A huge fan of the The Conjuring, Annabelle, and the Insidious franchise, Herman said he always wanted to write, “a good demon movie but come at it from a very grounded angle. That was the goal.”
The Culling is about a priest whose family was terrorized by a demon when he was a boy. Years later the same demon comes back into his life and opens up some old wounds, forcing him to confront his past and his own faith.
Herman said his spec was partly inspired by Sam Raimi's The Evil Dead.
“They say every writer is trying to rewrite their favorite movies, whether they know it or not. I guess this is my version of Evil Dead.”
A self-proclaimed horror fan growing up, Herman says what he loves about horror movies is the same thing he loves about roller coasters.
“You get to be scared in a safe space. You know you're about to go through all these twists and turns but in the end you know you'll be fine,” he said.
“What I love about horror now is it's starting to get more sophisticated. It's not just blood and gore and jump scares. We're starting to have some real lessons about life and social commentary buried inside the stories, à la Get Out and The Invisible Man.”

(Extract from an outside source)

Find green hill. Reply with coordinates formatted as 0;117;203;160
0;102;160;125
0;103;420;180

Herman admits the script for The Culling was a “tough one to crack,” taking about eight months to complete. While he was working on other projects in the midst of writing the script, he says the process took longer than expected because the story kept changing.
“Sometimes the beauty of writing is you go in expecting the story to go one way but you can surprise yourself with what it ends up becoming at the end,” he said.

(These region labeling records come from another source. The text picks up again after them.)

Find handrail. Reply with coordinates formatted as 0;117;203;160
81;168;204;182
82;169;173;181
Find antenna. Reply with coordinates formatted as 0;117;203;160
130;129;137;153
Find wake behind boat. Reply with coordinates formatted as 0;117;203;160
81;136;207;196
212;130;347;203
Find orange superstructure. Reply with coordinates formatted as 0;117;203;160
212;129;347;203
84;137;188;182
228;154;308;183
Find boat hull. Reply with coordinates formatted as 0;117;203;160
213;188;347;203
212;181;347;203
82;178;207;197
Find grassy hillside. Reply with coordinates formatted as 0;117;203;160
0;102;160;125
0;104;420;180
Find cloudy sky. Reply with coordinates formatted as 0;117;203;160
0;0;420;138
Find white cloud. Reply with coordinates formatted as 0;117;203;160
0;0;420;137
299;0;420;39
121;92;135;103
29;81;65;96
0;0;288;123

“It took about six or seven drafts but each draft is a totally different movie with drastically different storylines and characters. I think the only things that remained constant in every draft was the main character and the location.”

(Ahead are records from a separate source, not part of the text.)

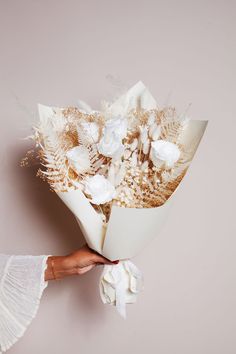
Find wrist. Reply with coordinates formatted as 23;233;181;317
45;256;74;280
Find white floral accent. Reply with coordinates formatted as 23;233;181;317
150;140;180;167
84;175;116;204
105;116;127;140
78;122;99;144
98;117;127;159
66;146;90;174
98;129;124;158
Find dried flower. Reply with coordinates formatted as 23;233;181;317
78;122;99;144
66;146;90;174
84;175;116;205
97;129;124;158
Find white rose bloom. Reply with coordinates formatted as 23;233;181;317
66;146;90;174
84;175;116;205
150;140;180;167
78;122;99;144
97;129;124;158
105;116;128;140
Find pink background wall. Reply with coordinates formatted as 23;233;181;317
0;0;236;354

Typically, Herman says he likes to try to bang out a first draft within a month or two.
“Then I'll step away from it for a month and work on something else. I feel like you need that time away from the script so that when you come back to it, you're reading it with a fresh perspective,” he said.
“All that time away helps you to forget some of the story so when you read it again, it's with fresh eyes and you start to see what works and what doesn't.”
He said it’s during the second draft where he finds, “the real story” and the third and fourth drafts are just about, “tightening up that story and the characters.
"So usually most of my scripts are done in about four drafts but the first and second are where the major work gets done,” he said.
Including The Culling, Herman has had six specs sold or optioned.
“I think what I love best about writing specs is that you're writing it for you. You're writing the movie you want to see. There are no rules, no one telling you what to do or how to do it. It's your baby. And once it's all said and done and you put it out there into the world, if it's lucky enough to get sold/optioned then it's even more beautiful knowing that that story came from you.”
When it comes to writing horror specs, his advice for up-and-coming screenwriters is to try to be as original as possible and try to surprise the reader.
“Don't just throw in shocks and twists for no reason of course; make sure it's organic to the story,” he said.
“There's nothing new under the sun. Every story has been told. Your job is to make the reader say, ‘yeah I've seen this before but not quite like this.’”
To help your horror spec standout, Herman suggests digging deep and, “figure out what really unnerves you and try your best to translate that on the page.”
In The Culling, there's a priest battling a demon at an isolated cabin in the middle of a snowy winter. For Herman, a self-proclaimed “city boy” from New York, the idea of surviving in the woods in the middle of winter is terrifying.
“To me that was the scariest part about writing the script - being isolated in the cold, dark woods with no one around to help,” he said.
“I was more scared of the location than the antagonist and I think I was able to communicate that fear in the story well. I really think it helped to make it scarier and more believable. If you're making yourself scared while writing your own script then that's a good sign that you're doing something right.”